BlackRock Inc. (BLK), which reported a 16% decrease in profits compared to the previous year, made investors even more bearish. On Oct. 1, financial heavyweights Morgan Stanley (MS), and JPMorgan Chase, (JPMorgan Chase) will report.

Contrary to the appeal of Joe Biden, the U.S. President issued a rare statement by the Ministry of Foreign Affairs on October 13 in which it defended the Organization of the Petroleum Exporting Countries production cuts. The White House wanted to postpone the decision until after midterms. The oil producer group decided to reduce the supply target by 2,000,000 barrels per day starting in November.

These developments have increased investors’ bearish feelings. To get a better idea of what is happening in crypto, traders can look at derivatives data. This will show if investors were surprised by the 4.4% drop below $18,200.

For the past month, futures markets were bearish

Because of the price difference between spot and quarterly futures, retail traders tend to avoid them. Professional traders prefer them because they avoid the fluctuation in funding rates that can often occur in perpetual futures contracts.

Annualized premium for Bitcoin 3-month futures. Source: Laevitas

To cover risks and costs, the indicator should trade at an annualized premium of 4% to 8.8% in healthy markets. The Bitcoin futures premium has remained below 1 percent, so derivatives traders were neutral to bearish over the last month.

This data shows professional traders’ reluctance to take on leveraged long (bull), positions, despite their low cost. To exclude any externalities, however, it is important to analyze the Bitcoin options markets.

Option traders won’t offer downside protection

The 25% delta skew indicates that arbitrage desks and market makers are charging too much for protection. In bear markets, options investors offer higher odds of a price dump, which causes the skew indicator above 12%. Bullish markets, on the other hand, tend to lower the skew indicator below negative 12 percent, so bearish put options can be discounted.

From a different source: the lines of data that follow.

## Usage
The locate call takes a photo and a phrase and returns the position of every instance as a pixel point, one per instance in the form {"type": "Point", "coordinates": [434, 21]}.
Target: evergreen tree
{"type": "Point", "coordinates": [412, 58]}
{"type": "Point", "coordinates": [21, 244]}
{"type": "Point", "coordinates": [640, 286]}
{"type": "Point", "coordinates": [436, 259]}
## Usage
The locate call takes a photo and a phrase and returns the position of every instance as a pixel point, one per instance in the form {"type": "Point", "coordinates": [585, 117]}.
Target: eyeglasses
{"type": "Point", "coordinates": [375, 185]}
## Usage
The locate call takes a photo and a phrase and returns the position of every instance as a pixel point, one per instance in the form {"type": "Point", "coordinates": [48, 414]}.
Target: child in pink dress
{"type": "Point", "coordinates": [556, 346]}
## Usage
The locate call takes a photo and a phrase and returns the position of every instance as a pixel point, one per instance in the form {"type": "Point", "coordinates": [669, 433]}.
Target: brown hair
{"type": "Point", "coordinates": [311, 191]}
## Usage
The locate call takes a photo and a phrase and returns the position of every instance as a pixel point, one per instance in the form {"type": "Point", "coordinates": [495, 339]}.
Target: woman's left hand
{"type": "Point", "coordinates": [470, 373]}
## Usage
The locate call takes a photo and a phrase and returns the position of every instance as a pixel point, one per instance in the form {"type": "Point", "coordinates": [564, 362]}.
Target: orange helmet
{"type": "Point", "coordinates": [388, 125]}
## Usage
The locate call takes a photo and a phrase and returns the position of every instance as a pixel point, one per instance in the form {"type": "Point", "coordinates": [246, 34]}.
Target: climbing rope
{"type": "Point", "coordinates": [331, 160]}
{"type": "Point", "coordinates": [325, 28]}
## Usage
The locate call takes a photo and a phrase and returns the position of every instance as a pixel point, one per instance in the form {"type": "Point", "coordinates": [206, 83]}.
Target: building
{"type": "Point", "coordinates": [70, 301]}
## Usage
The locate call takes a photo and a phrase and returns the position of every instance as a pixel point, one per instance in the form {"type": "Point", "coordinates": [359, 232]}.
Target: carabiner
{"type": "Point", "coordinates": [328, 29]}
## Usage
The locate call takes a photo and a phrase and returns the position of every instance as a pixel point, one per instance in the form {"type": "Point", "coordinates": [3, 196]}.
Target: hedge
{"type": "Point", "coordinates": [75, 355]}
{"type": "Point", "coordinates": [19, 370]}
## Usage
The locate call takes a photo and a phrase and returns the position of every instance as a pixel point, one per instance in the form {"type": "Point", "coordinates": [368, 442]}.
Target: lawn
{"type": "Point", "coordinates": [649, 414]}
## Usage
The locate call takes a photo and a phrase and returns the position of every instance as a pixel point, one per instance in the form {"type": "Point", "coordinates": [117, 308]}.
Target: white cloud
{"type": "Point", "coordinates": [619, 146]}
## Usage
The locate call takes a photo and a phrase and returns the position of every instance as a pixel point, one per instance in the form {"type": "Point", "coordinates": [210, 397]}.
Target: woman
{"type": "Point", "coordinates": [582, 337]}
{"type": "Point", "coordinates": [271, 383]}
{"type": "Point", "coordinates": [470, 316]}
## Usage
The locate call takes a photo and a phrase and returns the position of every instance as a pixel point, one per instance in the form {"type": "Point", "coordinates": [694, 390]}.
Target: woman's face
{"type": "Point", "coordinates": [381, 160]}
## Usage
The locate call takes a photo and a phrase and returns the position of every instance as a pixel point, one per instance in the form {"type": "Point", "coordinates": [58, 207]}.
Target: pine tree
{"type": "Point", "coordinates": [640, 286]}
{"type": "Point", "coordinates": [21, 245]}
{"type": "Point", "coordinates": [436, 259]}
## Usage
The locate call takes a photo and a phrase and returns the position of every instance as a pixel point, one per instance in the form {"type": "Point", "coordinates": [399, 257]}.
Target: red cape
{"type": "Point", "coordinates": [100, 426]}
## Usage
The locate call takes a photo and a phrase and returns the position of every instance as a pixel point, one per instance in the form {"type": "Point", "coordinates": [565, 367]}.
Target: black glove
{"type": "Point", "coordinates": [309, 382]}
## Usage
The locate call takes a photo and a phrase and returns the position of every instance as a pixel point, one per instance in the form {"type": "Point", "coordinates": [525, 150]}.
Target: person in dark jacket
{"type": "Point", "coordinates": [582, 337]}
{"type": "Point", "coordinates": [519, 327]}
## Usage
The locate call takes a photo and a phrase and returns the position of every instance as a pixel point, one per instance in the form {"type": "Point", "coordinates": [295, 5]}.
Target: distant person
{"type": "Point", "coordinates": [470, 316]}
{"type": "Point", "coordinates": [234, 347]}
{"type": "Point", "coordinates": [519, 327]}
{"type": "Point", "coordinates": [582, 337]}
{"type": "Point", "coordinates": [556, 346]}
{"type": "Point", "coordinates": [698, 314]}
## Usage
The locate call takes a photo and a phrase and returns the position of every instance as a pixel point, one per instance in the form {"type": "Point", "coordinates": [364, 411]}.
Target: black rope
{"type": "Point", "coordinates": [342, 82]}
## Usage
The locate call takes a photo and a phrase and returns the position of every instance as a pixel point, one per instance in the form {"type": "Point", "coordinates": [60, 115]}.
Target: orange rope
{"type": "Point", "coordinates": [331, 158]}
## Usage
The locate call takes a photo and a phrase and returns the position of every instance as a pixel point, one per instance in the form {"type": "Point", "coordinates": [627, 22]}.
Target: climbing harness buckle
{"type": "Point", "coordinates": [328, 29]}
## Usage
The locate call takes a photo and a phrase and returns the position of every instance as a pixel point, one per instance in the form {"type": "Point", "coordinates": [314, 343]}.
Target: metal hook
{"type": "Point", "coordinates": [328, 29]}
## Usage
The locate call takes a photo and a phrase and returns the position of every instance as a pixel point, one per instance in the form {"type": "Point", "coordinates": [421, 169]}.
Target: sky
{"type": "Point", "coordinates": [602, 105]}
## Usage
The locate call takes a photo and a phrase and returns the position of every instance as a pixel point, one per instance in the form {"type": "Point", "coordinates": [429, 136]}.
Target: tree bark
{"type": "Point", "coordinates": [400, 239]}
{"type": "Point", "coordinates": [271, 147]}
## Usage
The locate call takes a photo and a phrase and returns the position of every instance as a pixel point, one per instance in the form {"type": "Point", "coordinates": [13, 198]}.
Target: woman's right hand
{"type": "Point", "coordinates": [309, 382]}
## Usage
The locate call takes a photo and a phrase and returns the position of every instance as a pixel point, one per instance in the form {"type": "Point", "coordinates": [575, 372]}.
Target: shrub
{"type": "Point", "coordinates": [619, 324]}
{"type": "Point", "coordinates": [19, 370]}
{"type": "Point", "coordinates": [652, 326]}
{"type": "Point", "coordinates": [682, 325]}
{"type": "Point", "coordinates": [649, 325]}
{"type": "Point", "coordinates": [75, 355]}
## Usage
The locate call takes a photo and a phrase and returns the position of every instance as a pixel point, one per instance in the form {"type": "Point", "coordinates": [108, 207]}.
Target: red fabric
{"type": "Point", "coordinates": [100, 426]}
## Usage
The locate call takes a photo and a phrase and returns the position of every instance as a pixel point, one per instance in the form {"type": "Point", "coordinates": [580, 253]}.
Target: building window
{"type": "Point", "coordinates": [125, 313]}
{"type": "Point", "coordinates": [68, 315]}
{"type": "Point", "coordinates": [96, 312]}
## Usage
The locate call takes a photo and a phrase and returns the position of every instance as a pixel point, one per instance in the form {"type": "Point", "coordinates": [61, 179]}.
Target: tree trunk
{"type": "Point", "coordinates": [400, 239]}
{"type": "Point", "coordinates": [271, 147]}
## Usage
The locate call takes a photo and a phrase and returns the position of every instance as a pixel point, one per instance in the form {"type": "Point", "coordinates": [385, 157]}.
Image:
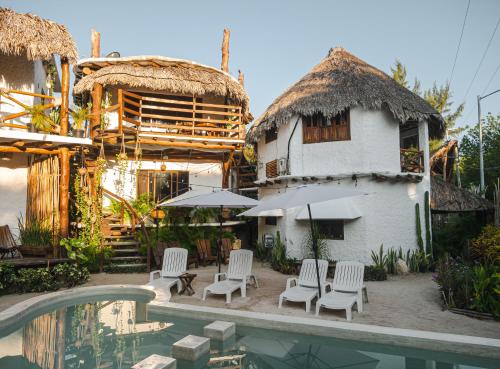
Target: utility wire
{"type": "Point", "coordinates": [459, 43]}
{"type": "Point", "coordinates": [482, 59]}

Bitcoin 30-day options 25 % delta skew Source: Laevitas

Since Oct. 10, the 30-day delta skew was above the threshold of 12%, which indicated that options traders were less likely to offer downside protection. These two indicators suggest that the Bitcoin price drop on Oct. 13 may have been partly anticipated, explaining the low impact on liquidations.

More important, bearish sentiment prevailed even after CPI inflation was declared. Whales and markers are therefore less likely to add leverage longs, or provide downside protection. The odds favor the bears, given the current weak macroeconomic conditions and the global political tension.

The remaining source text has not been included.